With Bonhoeffer: “who am I, who men say I am, or who I know myself to be,” and does it really matter anyway? I know I am moving beyond my origins, my education, my business successes and failures, my interpersonal delights and disasters, my public personae, my varied obsessions, and to a time when meta-realities and relationships dominate. My two families, Biological and Jesuit, and my personal friendships grow ever more significant. I still love the great game that is business,and I have no intention of hanging up my skates, but I now see the game as just another pseudo athletic endeavor, and I have always been athletic in aspiration. Neither am I beyond my desire to acquire and transform another business. I am now just very grateful to be who I am and where I am. I love post secondary education, and I am privileged to be allowed to play a small role at my beloved University of Toronto, and that has become increasingly more important as I contemplate four years hence and the seventh inning stretch.

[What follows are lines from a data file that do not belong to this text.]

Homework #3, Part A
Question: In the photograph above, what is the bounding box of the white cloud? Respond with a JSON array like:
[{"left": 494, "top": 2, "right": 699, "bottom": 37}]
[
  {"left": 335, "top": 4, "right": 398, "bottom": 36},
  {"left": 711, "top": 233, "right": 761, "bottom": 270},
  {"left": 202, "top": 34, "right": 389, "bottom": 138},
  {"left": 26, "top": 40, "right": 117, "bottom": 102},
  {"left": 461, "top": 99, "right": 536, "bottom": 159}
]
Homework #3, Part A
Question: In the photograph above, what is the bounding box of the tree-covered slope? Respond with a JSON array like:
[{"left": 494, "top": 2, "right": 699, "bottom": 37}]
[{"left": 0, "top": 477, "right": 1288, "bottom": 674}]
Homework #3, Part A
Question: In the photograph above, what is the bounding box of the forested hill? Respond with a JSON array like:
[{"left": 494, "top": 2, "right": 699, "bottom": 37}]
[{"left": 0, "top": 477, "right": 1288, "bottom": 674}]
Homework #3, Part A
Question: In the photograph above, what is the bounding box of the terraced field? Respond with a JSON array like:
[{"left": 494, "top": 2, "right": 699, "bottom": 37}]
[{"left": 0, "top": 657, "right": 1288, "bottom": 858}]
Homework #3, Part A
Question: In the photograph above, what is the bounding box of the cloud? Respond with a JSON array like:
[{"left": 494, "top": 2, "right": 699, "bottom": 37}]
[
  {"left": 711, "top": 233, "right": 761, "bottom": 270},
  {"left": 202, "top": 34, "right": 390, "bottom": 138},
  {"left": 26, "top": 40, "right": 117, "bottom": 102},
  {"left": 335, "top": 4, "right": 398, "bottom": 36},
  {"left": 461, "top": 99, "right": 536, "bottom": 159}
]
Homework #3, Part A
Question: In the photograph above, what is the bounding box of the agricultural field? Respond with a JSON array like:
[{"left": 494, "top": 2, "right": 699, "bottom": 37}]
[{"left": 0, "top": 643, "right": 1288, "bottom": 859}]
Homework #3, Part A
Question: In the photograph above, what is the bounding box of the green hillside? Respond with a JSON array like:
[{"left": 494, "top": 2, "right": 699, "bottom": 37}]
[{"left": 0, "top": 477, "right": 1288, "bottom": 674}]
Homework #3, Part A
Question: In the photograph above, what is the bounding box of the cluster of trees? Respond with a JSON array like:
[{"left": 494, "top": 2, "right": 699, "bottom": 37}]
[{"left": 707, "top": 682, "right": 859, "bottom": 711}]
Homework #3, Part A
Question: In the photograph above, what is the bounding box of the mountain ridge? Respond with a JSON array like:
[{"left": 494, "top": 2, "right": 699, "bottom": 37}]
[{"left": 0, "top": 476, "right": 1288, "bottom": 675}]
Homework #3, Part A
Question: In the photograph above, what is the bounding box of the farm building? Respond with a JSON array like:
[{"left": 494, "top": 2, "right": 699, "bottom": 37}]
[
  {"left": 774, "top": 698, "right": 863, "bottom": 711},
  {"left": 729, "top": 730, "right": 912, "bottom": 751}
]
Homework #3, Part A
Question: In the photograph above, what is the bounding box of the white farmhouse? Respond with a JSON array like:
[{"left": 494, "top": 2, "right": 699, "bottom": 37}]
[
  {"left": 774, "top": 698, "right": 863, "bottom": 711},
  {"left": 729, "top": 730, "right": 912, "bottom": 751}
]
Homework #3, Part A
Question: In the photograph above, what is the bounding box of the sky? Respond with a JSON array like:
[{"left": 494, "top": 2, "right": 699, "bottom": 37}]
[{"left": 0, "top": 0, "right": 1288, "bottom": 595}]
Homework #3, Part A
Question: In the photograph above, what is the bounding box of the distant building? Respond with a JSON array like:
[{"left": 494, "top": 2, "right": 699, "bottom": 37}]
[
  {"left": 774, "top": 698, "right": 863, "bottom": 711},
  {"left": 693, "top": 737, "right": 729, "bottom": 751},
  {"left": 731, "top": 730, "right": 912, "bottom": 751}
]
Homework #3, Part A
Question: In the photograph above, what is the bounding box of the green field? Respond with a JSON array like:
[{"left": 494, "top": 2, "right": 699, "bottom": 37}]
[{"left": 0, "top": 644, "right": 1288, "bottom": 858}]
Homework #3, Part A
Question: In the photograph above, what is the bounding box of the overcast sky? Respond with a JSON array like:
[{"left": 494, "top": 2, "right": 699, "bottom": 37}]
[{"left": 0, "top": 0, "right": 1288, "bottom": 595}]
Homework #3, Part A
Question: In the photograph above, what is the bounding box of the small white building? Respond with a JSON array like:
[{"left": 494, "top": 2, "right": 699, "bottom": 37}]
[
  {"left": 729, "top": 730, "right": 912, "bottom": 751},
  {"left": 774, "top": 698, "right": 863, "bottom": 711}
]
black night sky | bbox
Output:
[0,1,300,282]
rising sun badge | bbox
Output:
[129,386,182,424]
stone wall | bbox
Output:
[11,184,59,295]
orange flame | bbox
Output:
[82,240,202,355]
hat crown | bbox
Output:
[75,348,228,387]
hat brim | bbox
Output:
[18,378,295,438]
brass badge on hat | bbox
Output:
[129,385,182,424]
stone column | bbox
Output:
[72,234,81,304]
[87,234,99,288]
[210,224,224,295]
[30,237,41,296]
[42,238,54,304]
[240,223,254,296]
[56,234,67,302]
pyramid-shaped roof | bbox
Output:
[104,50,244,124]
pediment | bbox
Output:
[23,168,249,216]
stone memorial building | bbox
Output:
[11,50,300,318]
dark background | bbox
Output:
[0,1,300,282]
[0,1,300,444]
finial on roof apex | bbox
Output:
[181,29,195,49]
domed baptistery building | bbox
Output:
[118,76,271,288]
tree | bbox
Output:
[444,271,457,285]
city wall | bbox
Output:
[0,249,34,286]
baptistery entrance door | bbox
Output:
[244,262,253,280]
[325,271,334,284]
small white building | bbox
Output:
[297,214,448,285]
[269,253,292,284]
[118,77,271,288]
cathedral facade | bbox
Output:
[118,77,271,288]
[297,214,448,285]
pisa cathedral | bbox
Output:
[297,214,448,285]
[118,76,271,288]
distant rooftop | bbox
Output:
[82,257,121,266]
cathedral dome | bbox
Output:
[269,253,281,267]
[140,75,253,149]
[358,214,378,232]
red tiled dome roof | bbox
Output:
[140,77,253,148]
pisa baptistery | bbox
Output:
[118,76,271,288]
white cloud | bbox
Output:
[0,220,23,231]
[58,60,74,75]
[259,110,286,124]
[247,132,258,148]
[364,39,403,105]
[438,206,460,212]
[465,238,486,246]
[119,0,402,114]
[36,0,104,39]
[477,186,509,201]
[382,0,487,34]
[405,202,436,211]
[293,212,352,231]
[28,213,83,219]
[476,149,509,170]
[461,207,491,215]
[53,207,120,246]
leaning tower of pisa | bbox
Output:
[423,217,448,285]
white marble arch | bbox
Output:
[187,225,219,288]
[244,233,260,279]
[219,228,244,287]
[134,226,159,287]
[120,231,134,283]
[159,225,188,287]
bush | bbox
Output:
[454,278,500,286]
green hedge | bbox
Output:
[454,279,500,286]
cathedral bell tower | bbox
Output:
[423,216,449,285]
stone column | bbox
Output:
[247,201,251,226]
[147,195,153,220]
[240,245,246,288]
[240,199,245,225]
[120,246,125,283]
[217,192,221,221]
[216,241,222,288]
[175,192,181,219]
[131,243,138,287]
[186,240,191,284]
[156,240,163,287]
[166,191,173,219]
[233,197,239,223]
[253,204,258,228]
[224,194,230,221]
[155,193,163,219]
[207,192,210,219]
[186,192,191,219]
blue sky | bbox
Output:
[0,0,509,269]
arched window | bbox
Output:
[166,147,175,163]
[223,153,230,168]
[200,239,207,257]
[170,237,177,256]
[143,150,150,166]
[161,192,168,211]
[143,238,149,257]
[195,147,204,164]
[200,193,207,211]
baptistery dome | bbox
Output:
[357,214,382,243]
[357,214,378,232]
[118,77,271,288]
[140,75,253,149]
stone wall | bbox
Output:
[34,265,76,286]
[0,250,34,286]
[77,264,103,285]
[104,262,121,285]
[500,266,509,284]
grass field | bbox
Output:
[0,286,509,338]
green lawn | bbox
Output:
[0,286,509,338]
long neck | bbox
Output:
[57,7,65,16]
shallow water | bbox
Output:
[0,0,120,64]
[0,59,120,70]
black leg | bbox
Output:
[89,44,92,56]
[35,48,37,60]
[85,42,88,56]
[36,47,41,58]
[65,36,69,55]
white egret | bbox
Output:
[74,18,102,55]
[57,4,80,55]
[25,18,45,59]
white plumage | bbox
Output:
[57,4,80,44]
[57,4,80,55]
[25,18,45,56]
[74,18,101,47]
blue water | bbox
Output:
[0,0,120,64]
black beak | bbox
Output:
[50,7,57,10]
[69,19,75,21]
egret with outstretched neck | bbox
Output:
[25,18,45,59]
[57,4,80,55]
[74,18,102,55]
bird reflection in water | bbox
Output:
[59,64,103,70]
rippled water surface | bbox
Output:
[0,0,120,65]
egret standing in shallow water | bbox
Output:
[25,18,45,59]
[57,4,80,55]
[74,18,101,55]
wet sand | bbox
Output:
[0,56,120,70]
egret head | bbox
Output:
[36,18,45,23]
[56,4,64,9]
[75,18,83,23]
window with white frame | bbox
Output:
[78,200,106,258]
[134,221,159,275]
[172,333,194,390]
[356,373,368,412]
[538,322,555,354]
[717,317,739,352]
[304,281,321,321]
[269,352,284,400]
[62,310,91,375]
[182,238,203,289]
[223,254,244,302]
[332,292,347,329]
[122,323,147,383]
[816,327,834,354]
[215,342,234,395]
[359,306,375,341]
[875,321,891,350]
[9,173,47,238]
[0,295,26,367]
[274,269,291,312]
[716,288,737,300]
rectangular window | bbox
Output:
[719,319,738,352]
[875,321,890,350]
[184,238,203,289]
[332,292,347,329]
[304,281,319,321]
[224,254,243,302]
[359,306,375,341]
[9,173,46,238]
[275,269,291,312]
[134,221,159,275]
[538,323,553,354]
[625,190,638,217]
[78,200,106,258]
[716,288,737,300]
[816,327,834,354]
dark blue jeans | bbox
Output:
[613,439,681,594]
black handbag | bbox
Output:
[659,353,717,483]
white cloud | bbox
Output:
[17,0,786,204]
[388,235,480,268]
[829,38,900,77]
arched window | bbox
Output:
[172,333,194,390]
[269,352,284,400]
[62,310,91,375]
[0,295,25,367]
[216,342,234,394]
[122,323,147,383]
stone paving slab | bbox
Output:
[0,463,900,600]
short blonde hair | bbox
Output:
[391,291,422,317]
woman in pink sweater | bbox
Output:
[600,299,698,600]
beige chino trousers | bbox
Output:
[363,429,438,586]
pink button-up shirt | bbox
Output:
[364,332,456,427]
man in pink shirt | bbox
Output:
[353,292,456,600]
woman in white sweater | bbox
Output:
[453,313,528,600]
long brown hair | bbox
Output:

Some of my friends are already well ensconced in retirement, and for some I can no longer even remember what they did. They have redefined themselves totally, and there is a lesson there for those of us who have not. But then, I have no desire not to do what i love doing, and it would be dishonest of me to suggest I am envious of those who have so redefined themselves It is simply not so! I am just become more comfortably and peacefully driven and obsessed.
I have also become more aware of genetic inheritance. My oldest son, the aspiring screenwriter in LA, will receive a MBA at Christmas, a concession to his father who has forever preached the practical. He now tells me that while he will always be a writer, he intends to attend Law School in the Fall. I want to say, about time, but then I recall my own many and varied career paths, and remember that I was older than him when I began Law School. I see that genetic inheritance even more in my second son, and I am grown so grateful to have these two men in my life. I walk my treadmill for sixty minutes every day because I really want to be around to be with them. We are never grateful enough, but I am so so grateful.
So perhaps I will not take that seventh inning stretch. It seems unnecessary. I just want to keep playing.